Alex Jakulin, a statistician at Columbia, helpfully pointed out that a more useful metric may be the RMSE weighted by the importance of each state. We would expect misses to be larger in small states and should correct for that. Accordingly, we present the RMSE for each forecaster, and the RMSE weighted by the proportion of electoral votes controlled by each state.

Forecast	RMSE	Wtd RMSE
Silver 538	1.93	1.60
Linzer Votamatic	2.21	1.63
Jackman Pollster	2.15	1.71
DeSart / Holbrook	2.40	1.79
Margin of Σrror	2.15	1.98
Average Forecast	1.67	1.37

All told, the forecasts did quite well. But look at what worked better: averaging over the forecasts. This makes good statistical sense: as Alex points out with a fun Netflix example, it makes more sense to keep as much information as possible. In a Bayesian framework, why pick just one “most probable” parameter estimate, instead of averaging over all possible parameter settings, with each weighted by its predictive ability?

During the Republican primaries, Harry Enten published a series of stories on this blog doing precisely that; and then, as now, the “aggregate of the aggregates” performed better than any individual prediction on its own.

On the whole, all the forecasting models did quite well.

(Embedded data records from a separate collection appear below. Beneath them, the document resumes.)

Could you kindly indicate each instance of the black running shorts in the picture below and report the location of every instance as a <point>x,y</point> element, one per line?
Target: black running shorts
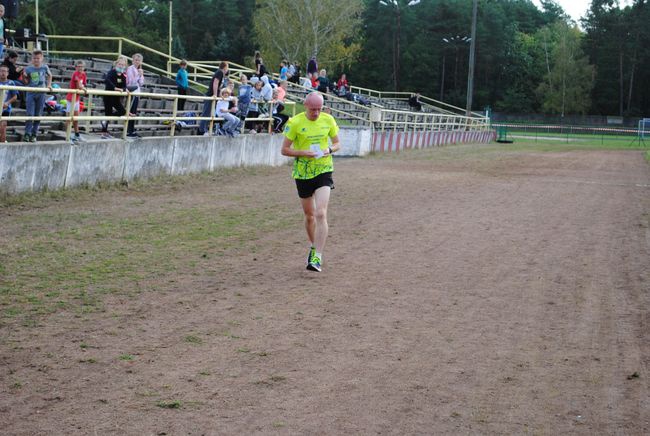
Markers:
<point>307,187</point>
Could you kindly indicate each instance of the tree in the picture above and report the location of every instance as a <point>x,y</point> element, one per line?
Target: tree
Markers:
<point>569,76</point>
<point>298,30</point>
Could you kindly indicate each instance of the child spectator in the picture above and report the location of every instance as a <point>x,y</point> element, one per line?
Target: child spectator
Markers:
<point>3,31</point>
<point>244,95</point>
<point>323,82</point>
<point>182,83</point>
<point>134,80</point>
<point>342,87</point>
<point>283,70</point>
<point>10,63</point>
<point>213,91</point>
<point>279,119</point>
<point>260,69</point>
<point>227,112</point>
<point>312,67</point>
<point>79,80</point>
<point>36,75</point>
<point>115,81</point>
<point>10,97</point>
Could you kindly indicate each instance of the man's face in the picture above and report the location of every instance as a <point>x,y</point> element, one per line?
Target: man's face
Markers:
<point>313,109</point>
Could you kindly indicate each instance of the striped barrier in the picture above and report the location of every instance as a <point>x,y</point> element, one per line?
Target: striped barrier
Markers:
<point>395,141</point>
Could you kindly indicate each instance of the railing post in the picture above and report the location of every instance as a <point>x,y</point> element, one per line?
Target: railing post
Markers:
<point>174,113</point>
<point>213,106</point>
<point>128,115</point>
<point>68,127</point>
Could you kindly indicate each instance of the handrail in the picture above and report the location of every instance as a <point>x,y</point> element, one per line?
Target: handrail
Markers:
<point>172,118</point>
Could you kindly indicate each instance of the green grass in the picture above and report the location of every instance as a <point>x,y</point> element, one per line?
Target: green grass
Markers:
<point>70,259</point>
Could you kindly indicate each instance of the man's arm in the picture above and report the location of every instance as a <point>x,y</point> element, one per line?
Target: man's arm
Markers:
<point>288,150</point>
<point>336,145</point>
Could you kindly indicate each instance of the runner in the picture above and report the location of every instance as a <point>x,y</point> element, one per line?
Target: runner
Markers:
<point>306,139</point>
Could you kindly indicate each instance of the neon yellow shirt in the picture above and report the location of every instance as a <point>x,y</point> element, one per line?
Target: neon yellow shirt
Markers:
<point>304,133</point>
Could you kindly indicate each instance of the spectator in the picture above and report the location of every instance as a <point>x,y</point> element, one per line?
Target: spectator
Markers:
<point>312,67</point>
<point>282,90</point>
<point>279,119</point>
<point>295,76</point>
<point>256,108</point>
<point>79,80</point>
<point>323,82</point>
<point>182,83</point>
<point>10,97</point>
<point>283,70</point>
<point>213,91</point>
<point>414,102</point>
<point>227,112</point>
<point>36,75</point>
<point>10,62</point>
<point>3,31</point>
<point>115,81</point>
<point>342,86</point>
<point>134,80</point>
<point>260,69</point>
<point>245,90</point>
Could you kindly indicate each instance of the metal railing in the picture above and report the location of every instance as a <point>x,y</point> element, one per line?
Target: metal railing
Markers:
<point>88,116</point>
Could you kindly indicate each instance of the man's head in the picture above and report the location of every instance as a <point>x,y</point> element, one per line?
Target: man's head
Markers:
<point>37,58</point>
<point>313,105</point>
<point>12,56</point>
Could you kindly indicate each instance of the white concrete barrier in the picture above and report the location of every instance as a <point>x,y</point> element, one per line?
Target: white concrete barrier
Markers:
<point>56,165</point>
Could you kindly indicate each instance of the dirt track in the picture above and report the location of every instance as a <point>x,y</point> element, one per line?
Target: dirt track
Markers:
<point>468,293</point>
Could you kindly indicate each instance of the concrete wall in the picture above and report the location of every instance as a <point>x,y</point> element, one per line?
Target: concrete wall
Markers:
<point>56,165</point>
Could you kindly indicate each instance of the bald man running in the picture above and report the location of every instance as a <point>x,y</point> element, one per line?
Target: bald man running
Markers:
<point>306,140</point>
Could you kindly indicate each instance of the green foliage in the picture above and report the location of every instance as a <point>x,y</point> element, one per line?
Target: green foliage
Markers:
<point>569,77</point>
<point>321,28</point>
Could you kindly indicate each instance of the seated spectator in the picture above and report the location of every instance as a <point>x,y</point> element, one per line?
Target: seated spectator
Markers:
<point>279,119</point>
<point>283,70</point>
<point>10,62</point>
<point>79,80</point>
<point>182,83</point>
<point>342,86</point>
<point>257,108</point>
<point>245,90</point>
<point>323,82</point>
<point>115,81</point>
<point>10,97</point>
<point>414,102</point>
<point>295,76</point>
<point>227,111</point>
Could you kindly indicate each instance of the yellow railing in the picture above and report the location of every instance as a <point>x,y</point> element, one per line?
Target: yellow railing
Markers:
<point>88,116</point>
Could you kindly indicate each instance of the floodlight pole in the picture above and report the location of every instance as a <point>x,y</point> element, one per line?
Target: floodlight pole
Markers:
<point>169,64</point>
<point>472,51</point>
<point>36,13</point>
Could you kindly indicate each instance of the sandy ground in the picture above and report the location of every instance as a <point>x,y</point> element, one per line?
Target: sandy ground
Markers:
<point>478,294</point>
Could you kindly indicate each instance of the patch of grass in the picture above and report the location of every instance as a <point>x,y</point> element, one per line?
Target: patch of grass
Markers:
<point>191,339</point>
<point>171,404</point>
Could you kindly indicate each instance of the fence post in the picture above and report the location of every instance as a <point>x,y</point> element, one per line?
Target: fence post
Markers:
<point>128,115</point>
<point>174,113</point>
<point>68,127</point>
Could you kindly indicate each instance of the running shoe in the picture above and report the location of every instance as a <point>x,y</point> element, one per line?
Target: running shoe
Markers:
<point>312,252</point>
<point>314,264</point>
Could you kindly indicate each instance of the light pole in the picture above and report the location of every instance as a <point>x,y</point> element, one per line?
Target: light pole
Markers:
<point>456,42</point>
<point>472,52</point>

As the figure above shows, critics of these election forecasts ended up looking pretty foolish.

I only now wonder if the 2016 will see a profusion of aggregate aggregators; and if so, how much grief Jennifer Rubin will give them.

Category: Election 2012

Tom says:

Surely cell K43 on that spreadsheet must be wrong.

November 8, 2012 at 5:21 pm

Reply

Brice D. L. Acree says:

Tom,

Yes, some of the data showed Romney’s vote instead of Obama’s. I went through and fixed those prior to computing the RMSE. My earlier numbers had included some probs with data, as well as some old data. I’ll post the data I used.

November 8, 2012 at 6:55 pm

Reply

Chris says:

Any reason that your RMSE analysis did not include Princeton’s Sam Wang? Could you add that to the chart?

November 8, 2012 at 6:50 pm

Reply

Brice D. L. Acree says:

Chris,

I checked Prof. Wang’s forecasts, but couldn’t find the state-by-state predictions. I think Kevin Collins got his directly. I can e-mail Prof. Wang to get his numbers.

November 8, 2012 at 6:56 pm

Reply

gwern says:

I actually pinged Wang on Twitter last night as part of collecting a larger dataset of predictions, but he hasn’t gotten back to me AFAIK, so don’t necessarily expect a reply soon.

(I was collecting all the overall presidential stats, per-state margins, per-state victory %, Senate margins, and Senate victory %, for Silver, Linzer, DeSart, Intrade, Margin of Error, Wang, Putnam, Jackman, and Unskewed Polls, not that I got all of them but the Brier scores and RMSE are still interesting to look at.)

November 8, 2012 at 8:53 pm

Reply

gwern says:

My results so far if anyone is interesting in those Brier/RMSEs:

(It was for this blog post: http://appliedrationality.org/2012/11/09/was-nate-silver-the-most-accurate-2012-election-pundit/ )

November 9, 2012 at 12:41 am

Reply

Brian says:

Wang’s state by state forecasts are found in the right-hand column of his site under “The Power of Your Vote”. He doesn’t list every state but he does show every swing state.

November 8, 2012 at 10:34 pm

Reply
Luke Muehlhauser says:

Additional Brier score and RMSE score comparisons here:
http://appliedrationality.org/2012/11/09/was-nate-silver-the-most-accurate-2012-election-pundit/

November 9, 2012 at 12:50 am

Reply
Some Body says:

Isn’t it a bit too early, though? We don’t yet have the final results, and won’t have for a couple of weeks (Ohio counting provisional ballots on the 19th and all).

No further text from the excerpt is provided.